January 17, 2006
Diplomatic protest issued against Japanese whaling

Australia, Britain, Brazil, France and Germany were among 17 countries which this week called on Japan to halt to its Antarctic whaling program. "The fact that 17 countries supported this representation, shows how important this issue is, and the depth of feeling around the world," British fisheries minister Ben Bradshaw said in a statement.

A written statement calling on Japan to "cease all its lethal scientific research on whales" was delivered to Japan's foreign ministry on Monday and farm ministry on Tuesday.

Japan abandoned commercial whaling in 1986, in line with an international moratorium, but began catching whales again the following year for what it calls scientific research.

Critics say the whale meat goes to up-market Japanese restaurants.

"We urge Japan to reconsider its positions and end this unjustified and unnecessary slaughter which is regarded by many countries as a means to by-pass the IWC (International Whaling Commission) moratorium," Bradshaw said.

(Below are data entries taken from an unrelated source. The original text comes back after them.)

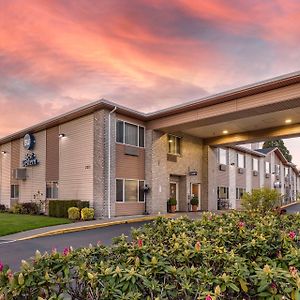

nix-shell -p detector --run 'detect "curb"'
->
[16,214,174,241]
[281,201,300,208]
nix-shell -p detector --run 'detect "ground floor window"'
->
[116,179,145,202]
[218,186,229,199]
[46,181,58,199]
[10,184,19,199]
[236,188,246,200]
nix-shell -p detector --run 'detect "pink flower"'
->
[195,241,201,252]
[238,221,245,229]
[289,231,296,240]
[63,247,70,256]
[138,239,143,248]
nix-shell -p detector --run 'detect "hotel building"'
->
[0,75,300,217]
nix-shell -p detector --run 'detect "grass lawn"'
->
[0,213,72,236]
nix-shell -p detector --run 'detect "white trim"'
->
[115,118,146,148]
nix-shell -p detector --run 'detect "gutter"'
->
[107,106,117,219]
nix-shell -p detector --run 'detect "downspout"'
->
[107,106,117,219]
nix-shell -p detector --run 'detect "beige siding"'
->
[0,143,11,207]
[19,130,46,202]
[116,202,145,216]
[46,126,59,181]
[116,144,145,179]
[59,115,94,206]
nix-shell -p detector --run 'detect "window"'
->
[284,167,290,177]
[168,134,181,155]
[275,165,280,175]
[218,186,229,199]
[46,182,58,199]
[10,184,19,199]
[218,148,227,165]
[116,179,145,202]
[236,188,246,200]
[252,158,258,171]
[116,120,145,147]
[237,153,245,168]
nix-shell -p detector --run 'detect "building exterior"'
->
[0,74,300,217]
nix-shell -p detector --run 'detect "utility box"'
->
[12,168,27,180]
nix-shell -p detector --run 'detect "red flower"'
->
[289,231,296,240]
[138,239,143,248]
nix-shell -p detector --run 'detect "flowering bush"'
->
[0,212,300,300]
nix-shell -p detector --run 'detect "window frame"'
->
[46,181,59,200]
[252,157,259,172]
[115,119,146,148]
[167,133,182,156]
[115,178,145,203]
[236,152,246,169]
[218,148,229,166]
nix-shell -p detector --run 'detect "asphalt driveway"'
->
[0,222,147,271]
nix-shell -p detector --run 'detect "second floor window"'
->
[116,120,145,147]
[218,148,228,165]
[10,184,19,199]
[252,158,258,171]
[237,153,245,169]
[168,134,181,155]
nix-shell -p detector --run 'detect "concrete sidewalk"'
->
[0,212,201,242]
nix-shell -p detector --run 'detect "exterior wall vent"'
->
[12,168,27,180]
[124,146,139,156]
[167,154,177,162]
[219,164,227,171]
[238,168,244,174]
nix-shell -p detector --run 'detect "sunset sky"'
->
[0,0,300,166]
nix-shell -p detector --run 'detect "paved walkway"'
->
[0,212,201,243]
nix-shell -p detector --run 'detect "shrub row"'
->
[0,212,300,300]
[49,200,90,218]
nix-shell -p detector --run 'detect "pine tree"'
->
[263,139,293,162]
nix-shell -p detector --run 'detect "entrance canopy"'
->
[148,72,300,146]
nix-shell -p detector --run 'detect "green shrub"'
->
[81,207,95,221]
[20,202,40,215]
[68,207,80,220]
[191,197,199,205]
[168,198,177,206]
[241,188,281,212]
[49,200,89,218]
[10,203,22,214]
[0,212,300,300]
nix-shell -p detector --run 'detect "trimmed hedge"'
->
[49,200,90,218]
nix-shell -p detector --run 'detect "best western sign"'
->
[22,133,39,167]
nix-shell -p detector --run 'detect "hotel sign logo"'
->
[23,133,35,150]
[22,133,39,167]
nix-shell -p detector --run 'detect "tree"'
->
[263,139,293,162]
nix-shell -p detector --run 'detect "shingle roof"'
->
[255,147,276,155]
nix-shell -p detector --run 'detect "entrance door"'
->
[170,182,179,210]
[191,183,201,210]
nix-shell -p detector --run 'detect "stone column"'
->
[201,145,217,210]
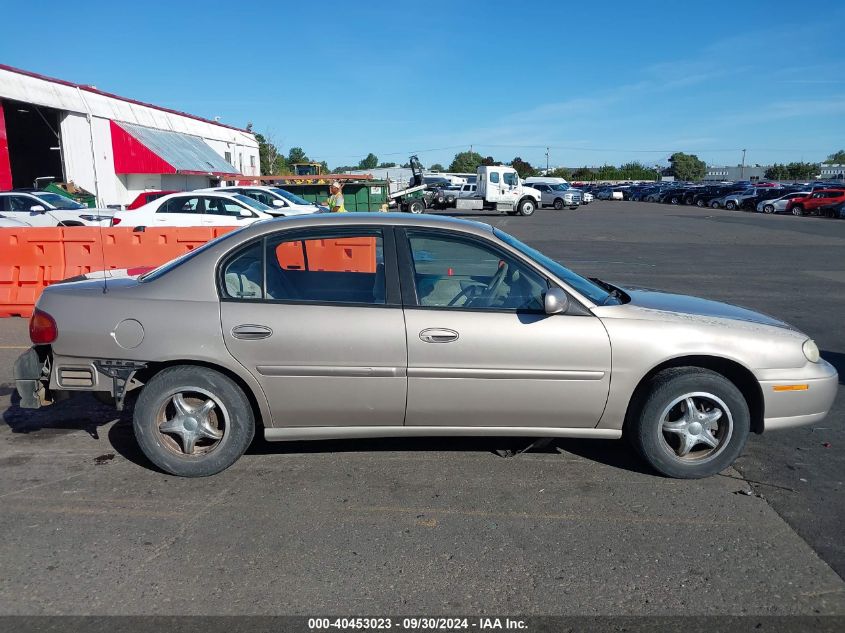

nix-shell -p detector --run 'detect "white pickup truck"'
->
[455,165,540,215]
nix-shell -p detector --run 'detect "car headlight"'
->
[801,338,820,363]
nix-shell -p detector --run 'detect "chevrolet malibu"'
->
[15,213,838,478]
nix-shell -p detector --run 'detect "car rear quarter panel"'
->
[38,260,272,426]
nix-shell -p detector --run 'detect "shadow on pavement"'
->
[0,385,653,474]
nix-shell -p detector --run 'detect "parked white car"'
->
[197,185,328,216]
[114,191,273,227]
[0,191,114,226]
[0,215,29,229]
[757,191,813,213]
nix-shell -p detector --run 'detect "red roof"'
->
[0,64,252,134]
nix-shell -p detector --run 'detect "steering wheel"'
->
[446,284,487,307]
[467,260,508,307]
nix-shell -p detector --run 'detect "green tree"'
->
[358,152,378,169]
[669,152,707,180]
[619,161,657,180]
[255,133,290,176]
[511,156,537,178]
[546,167,572,180]
[786,163,821,180]
[449,152,484,173]
[824,149,845,165]
[596,164,622,180]
[288,147,310,165]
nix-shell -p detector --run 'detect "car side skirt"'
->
[264,426,622,442]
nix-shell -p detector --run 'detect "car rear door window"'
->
[156,196,204,214]
[265,230,386,304]
[220,229,387,305]
[408,231,548,311]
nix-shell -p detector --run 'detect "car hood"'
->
[624,288,794,330]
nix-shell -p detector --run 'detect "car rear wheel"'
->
[132,365,255,477]
[626,367,751,479]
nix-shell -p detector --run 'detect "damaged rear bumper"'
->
[14,347,50,409]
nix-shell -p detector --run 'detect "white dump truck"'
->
[455,165,540,215]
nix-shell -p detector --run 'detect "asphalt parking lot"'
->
[0,201,845,615]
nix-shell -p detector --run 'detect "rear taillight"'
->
[29,308,59,345]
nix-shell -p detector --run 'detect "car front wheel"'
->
[132,365,255,477]
[626,367,751,479]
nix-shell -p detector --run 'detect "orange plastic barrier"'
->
[0,226,235,317]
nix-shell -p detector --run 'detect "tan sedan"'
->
[15,213,838,478]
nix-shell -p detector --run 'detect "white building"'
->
[0,64,260,206]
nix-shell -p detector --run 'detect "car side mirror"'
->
[543,288,569,314]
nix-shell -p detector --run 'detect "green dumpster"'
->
[44,182,97,209]
[278,180,389,212]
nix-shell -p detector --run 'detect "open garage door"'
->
[0,99,64,188]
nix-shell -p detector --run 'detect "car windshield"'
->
[138,224,249,282]
[32,191,88,210]
[232,193,271,211]
[270,187,313,206]
[493,229,611,305]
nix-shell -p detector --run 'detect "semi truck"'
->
[455,165,540,216]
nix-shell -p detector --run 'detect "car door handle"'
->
[232,323,273,341]
[420,328,458,343]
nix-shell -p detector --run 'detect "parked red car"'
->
[786,189,845,215]
[126,190,179,211]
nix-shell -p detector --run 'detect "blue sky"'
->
[0,0,845,166]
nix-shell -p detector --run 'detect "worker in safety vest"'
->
[326,182,346,213]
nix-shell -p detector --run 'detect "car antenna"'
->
[97,210,109,294]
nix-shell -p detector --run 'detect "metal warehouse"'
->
[0,64,260,206]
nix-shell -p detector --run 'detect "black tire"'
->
[517,198,537,216]
[408,200,425,214]
[132,365,255,477]
[626,367,751,479]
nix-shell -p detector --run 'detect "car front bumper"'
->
[757,360,839,431]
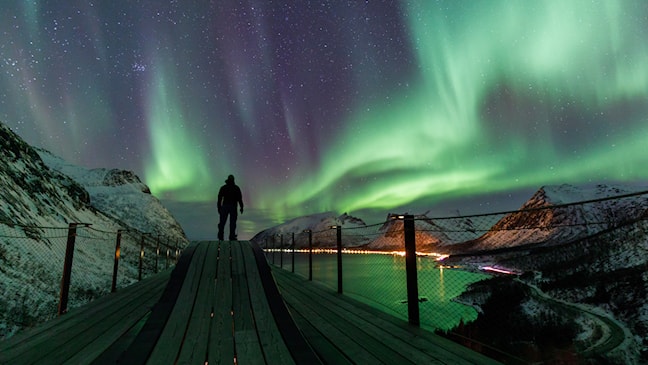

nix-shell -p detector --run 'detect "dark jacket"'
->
[218,181,243,211]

Japan's whaling program includes fin and humpback whales, both of which are on the World Conservation Union's list of threatened species. Most of the whales killed are minke.

Other signatories of the statement were Argentina, Austria, Belgium, Finland, Ireland, Italy, Luxembourg, Mexico, New Zealand, Portugal, Spain and Sweden.

Australia on Monday had called on Japanese whalers and environmental group Greenpeace to calm down following life-threatening confrontations between then. In the latest incident, on Saturday, a harpoon fired at a minke whale narrowly missed a protest boat.